What the boy uncovered is that hearing aid batteries can last up to 85 percent longer when left exposed to oxygen before being inserted into the hearing aid itself.
"I didn't dream or anything that this would become like this," said Manuell, discussing the accolades he has received in the wake of his findings.
When Ethan's teacher, Mrs. Omland, assigned her students the task of creating a project for the school science fair, Ethan says it sparked his interest. So the 14-year-old turned to his toy box for some plastic battery operated bugs that he converted to work with hearing aid batteries.
"It's a robotic bug -- all it does is vibrate," explained Ethan as he showed off his experiment. What he found has created a buzz loud enough to be heard across cyberspace.
"You can google Ethan," said Ethan's mom, Lila Manuell while laughing, recalling the experiment spread across her home for months.
Using his vibrating toy bugs, Ethan discovered that zinc hearing aid batteries, which come with a tab or sticker attached to the back of them, last longer the longer they are exposed to air after removing the tab.
"With waiting five minutes, you can increase the lifespan by 85 percent," said Manuell.
Some hearing aid battery packets, in microscopic print, do warn that for best results the battery should sit un-tabbed for one minute, others offer no instructions at all.

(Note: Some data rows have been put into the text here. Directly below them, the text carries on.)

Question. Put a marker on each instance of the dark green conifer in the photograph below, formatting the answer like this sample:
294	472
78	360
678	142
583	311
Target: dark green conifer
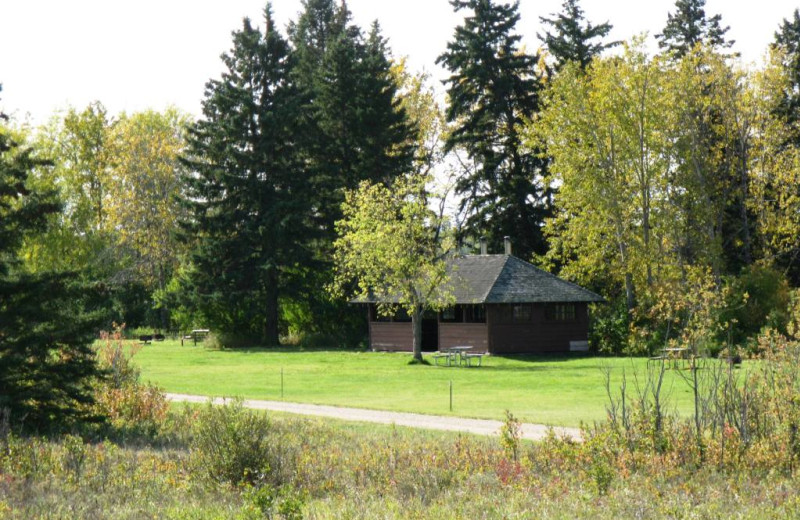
248	197
493	87
689	26
46	361
571	39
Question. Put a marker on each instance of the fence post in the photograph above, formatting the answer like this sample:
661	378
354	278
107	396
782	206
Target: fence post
451	395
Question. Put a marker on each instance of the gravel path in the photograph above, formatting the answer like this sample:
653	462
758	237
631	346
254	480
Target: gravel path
413	420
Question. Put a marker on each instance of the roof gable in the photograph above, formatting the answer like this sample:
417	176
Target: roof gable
508	279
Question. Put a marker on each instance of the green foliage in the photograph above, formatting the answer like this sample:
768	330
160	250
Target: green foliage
270	503
689	27
571	39
355	128
787	42
492	89
392	246
132	408
510	433
231	444
609	331
46	361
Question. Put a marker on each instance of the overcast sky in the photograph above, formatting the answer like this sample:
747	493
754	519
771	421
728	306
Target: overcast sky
133	55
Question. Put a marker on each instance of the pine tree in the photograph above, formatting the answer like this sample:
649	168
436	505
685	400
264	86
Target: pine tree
492	89
689	26
248	197
787	41
46	360
355	128
571	39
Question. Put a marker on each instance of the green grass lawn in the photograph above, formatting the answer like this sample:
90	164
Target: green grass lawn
559	391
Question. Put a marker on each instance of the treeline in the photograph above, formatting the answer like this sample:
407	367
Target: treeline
667	183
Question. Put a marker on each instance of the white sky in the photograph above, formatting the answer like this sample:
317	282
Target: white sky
133	55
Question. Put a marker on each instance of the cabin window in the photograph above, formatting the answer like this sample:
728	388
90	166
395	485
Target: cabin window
521	313
474	313
401	315
378	316
560	312
452	314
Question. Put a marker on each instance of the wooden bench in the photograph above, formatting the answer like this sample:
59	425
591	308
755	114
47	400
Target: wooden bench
196	335
469	358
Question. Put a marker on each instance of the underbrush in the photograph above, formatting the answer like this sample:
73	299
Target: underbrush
736	456
306	468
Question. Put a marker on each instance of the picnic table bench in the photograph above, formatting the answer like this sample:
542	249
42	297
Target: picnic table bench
458	356
196	335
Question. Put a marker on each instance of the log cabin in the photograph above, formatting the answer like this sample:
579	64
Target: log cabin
503	305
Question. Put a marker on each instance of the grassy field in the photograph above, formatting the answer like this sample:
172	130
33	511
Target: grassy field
558	391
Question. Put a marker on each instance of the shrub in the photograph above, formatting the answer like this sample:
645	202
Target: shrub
231	444
758	298
610	328
130	406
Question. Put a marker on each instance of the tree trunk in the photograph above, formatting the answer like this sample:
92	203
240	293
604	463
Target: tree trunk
630	294
270	334
416	324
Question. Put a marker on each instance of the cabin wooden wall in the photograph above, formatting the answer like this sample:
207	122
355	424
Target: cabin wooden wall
461	334
537	335
394	336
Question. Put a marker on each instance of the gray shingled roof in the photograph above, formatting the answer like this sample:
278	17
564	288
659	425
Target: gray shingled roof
507	279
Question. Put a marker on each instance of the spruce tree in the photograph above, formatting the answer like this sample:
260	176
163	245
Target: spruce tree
248	196
492	89
571	39
46	361
787	41
355	128
689	26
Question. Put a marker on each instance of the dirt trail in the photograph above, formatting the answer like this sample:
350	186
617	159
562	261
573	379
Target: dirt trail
413	420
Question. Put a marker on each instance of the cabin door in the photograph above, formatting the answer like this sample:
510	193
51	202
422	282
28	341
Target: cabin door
430	331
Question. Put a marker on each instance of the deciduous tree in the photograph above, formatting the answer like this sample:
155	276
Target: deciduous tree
571	39
391	246
248	196
492	88
46	360
689	26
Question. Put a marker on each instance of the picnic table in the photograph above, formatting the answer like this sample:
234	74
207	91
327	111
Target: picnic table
196	335
458	356
675	356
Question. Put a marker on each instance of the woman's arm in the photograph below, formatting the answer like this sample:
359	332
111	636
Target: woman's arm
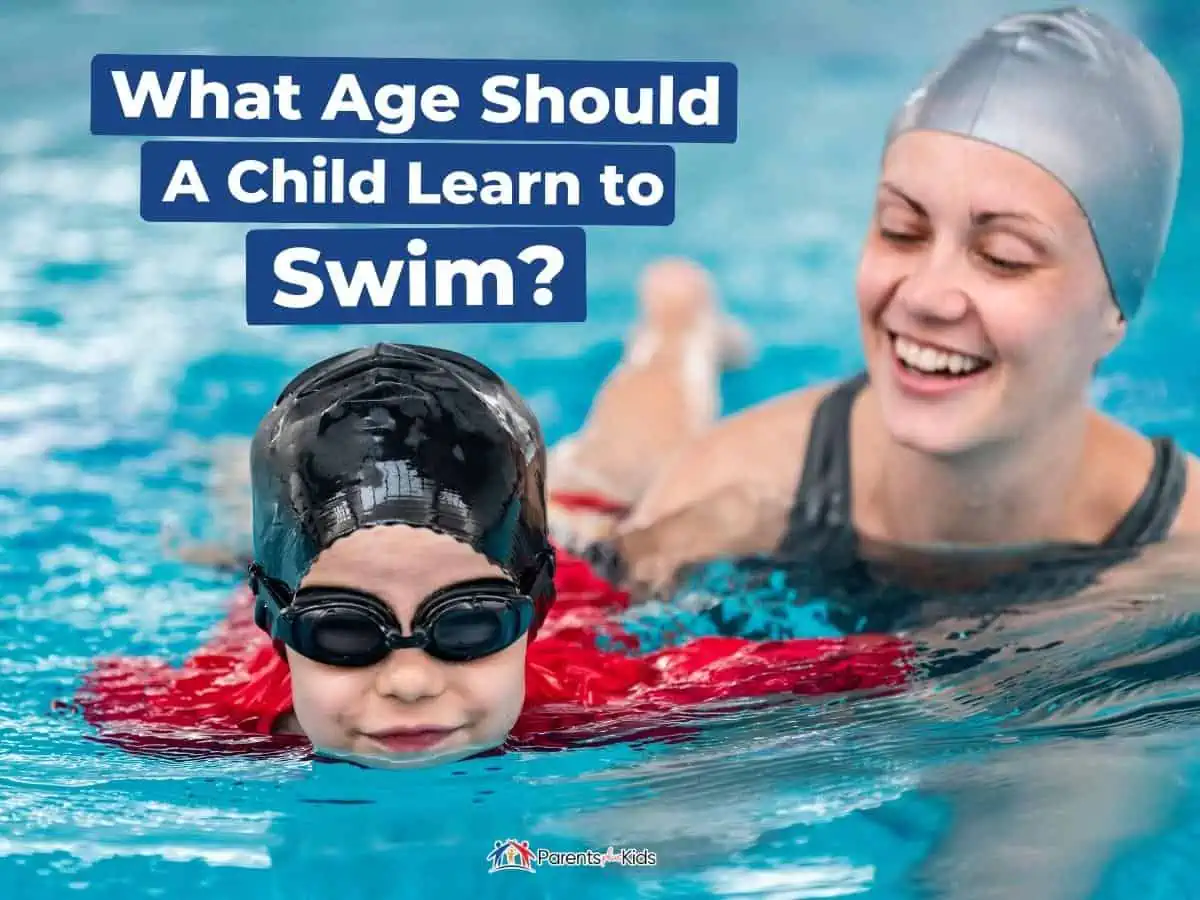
729	493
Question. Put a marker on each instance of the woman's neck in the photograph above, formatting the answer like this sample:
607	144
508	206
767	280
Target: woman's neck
1000	495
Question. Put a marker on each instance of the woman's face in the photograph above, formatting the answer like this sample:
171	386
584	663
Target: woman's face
983	299
411	707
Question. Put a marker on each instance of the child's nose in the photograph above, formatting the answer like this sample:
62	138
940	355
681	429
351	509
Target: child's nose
411	676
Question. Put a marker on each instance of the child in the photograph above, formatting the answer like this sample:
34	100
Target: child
403	567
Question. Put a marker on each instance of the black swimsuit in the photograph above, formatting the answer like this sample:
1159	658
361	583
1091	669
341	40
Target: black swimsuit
876	592
822	504
865	587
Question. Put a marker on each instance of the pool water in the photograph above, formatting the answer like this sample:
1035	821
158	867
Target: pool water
124	357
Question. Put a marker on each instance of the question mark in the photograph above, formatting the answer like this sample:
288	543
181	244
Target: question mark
552	264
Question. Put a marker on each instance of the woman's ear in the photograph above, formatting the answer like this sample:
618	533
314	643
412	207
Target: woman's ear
1114	329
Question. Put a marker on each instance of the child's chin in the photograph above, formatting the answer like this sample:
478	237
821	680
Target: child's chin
382	760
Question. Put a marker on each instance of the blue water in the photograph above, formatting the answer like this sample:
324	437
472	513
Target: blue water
124	355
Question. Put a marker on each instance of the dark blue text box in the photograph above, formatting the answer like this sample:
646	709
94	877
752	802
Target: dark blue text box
647	173
438	275
414	99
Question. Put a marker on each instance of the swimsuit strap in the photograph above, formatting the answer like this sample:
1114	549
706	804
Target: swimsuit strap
821	509
1152	515
822	513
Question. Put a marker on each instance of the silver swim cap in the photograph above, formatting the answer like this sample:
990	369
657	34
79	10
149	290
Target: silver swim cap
1086	102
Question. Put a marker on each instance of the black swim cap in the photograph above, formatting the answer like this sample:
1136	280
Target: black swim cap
402	435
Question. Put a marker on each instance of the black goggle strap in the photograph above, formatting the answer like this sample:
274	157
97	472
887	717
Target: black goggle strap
538	581
271	598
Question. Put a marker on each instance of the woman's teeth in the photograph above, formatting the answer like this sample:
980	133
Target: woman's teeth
930	361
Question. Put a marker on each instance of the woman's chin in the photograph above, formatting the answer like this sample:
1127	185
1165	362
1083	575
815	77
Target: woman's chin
934	433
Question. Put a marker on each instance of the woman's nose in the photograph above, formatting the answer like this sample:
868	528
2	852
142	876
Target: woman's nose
935	287
411	676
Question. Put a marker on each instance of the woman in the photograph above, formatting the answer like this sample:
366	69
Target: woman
1024	201
402	568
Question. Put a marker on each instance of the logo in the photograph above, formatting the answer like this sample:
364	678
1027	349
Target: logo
510	856
516	856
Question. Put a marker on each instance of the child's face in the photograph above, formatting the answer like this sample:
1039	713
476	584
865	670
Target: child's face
411	707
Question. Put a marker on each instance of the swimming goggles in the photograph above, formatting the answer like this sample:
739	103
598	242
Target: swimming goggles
342	627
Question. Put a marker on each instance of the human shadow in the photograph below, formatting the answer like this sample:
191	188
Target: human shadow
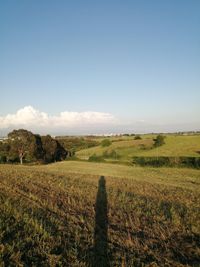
100	256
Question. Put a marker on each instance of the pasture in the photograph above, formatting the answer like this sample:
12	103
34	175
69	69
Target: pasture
127	147
95	214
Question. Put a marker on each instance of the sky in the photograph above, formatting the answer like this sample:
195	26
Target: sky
77	67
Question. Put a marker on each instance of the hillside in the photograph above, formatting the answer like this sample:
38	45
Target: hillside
95	214
175	145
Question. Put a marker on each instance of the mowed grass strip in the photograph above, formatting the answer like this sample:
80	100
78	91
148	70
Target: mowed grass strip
49	215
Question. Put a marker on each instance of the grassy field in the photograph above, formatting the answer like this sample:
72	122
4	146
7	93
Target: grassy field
94	214
175	145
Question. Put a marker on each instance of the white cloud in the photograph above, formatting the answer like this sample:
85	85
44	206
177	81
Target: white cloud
34	119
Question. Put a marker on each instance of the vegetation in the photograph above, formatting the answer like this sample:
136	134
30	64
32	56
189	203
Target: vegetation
191	162
159	140
22	145
127	147
74	144
106	142
137	137
102	215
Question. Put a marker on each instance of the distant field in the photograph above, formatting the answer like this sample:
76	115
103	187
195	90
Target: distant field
95	214
175	145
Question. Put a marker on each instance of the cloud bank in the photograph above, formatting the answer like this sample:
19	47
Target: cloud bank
29	117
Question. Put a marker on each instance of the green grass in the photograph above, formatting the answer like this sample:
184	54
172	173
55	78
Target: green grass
175	145
64	214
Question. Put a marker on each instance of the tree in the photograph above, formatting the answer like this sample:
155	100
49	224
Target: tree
21	155
159	140
106	142
137	137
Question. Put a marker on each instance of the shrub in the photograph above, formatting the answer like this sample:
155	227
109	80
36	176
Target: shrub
3	159
192	162
137	137
159	140
105	142
111	154
95	158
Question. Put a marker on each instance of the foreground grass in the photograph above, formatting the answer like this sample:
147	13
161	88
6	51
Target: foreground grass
65	214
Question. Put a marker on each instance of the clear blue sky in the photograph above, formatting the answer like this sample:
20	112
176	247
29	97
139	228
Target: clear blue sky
138	60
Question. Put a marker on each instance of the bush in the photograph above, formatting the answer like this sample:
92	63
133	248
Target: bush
95	158
112	154
105	142
192	162
159	140
3	159
137	137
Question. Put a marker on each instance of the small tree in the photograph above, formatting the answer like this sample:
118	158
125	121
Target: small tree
21	154
106	142
159	140
137	137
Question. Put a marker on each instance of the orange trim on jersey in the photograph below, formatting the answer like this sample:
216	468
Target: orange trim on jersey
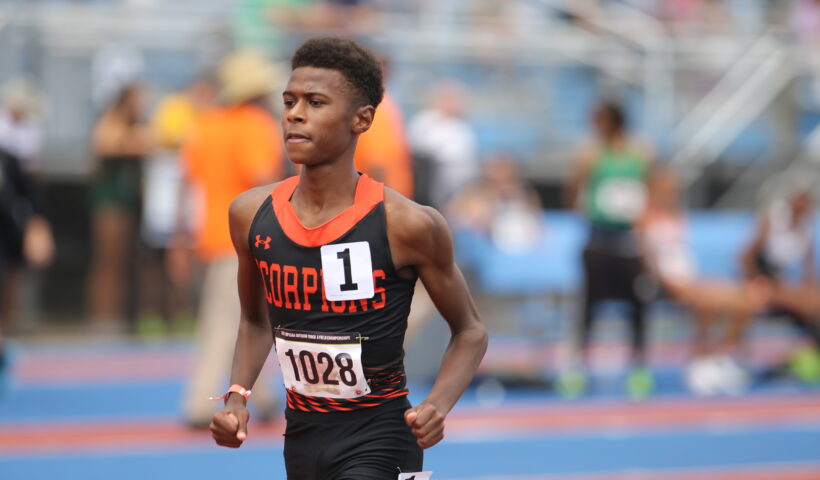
369	193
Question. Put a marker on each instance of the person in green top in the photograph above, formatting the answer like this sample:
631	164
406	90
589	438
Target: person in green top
608	185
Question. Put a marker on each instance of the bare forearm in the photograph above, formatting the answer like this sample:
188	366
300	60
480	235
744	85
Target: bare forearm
253	345
460	362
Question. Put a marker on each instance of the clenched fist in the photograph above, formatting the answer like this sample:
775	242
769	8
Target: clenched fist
426	423
229	427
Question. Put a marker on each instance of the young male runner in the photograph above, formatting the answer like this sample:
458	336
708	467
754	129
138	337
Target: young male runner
336	255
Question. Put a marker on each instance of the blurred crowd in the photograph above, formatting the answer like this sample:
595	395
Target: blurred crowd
166	167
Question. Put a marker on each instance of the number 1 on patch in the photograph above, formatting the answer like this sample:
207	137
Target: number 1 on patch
415	476
348	271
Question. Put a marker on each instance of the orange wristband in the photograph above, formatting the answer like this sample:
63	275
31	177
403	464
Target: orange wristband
235	388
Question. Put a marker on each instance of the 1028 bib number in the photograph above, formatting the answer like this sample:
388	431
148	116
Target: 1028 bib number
321	364
312	364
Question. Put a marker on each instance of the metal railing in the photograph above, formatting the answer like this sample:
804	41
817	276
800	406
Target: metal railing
747	89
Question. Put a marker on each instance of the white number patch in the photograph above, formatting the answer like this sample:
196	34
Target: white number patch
348	271
415	476
321	364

But by carefully monitoring how long the batteries lasted in the toy bugs, after being left un-tabbed for various amounts of time, Ethan came up with his five-minute rule. "If you wait five minutes, you'll get the longest battery lifespan," he said.
Ethan, who has worn a hearing aid in his left ear since the age of four, got the idea for his experiment when visiting with his audiologist, Dr. Mary Meier, at Olmsted Medical Center.
"I keep telling my patients about it," said Dr. Meier, "I'm just so proud of this kid."
Dr. Meier and other audiologists at Olmsted have been using Ethan's discovery to help their patients save money on hearing aids.
"It's in our written information when we do a fitting," she said. "In the real hearing aid world, it's translating to hearing aids, the battery in the hearing aid lasting one to two days longer, which is a huge impact for people wearing hearing aids because the batteries typically only last five to seven days as it is, so if you can increase it by another day, that is huge."
Seven million Americans wear hearing aids and it's estimated Ethan's discovery could save the average hearing aid wearer about $70 a year.
From his local school science fair, Ethan went on to regionals, and eventually the state competition. At each stop, his five-minute rule has received accolades. He even won a prestigious U.S. Naval Science Award. Not bad for a kid who said he only had one goal when his project began: get a good grade in science.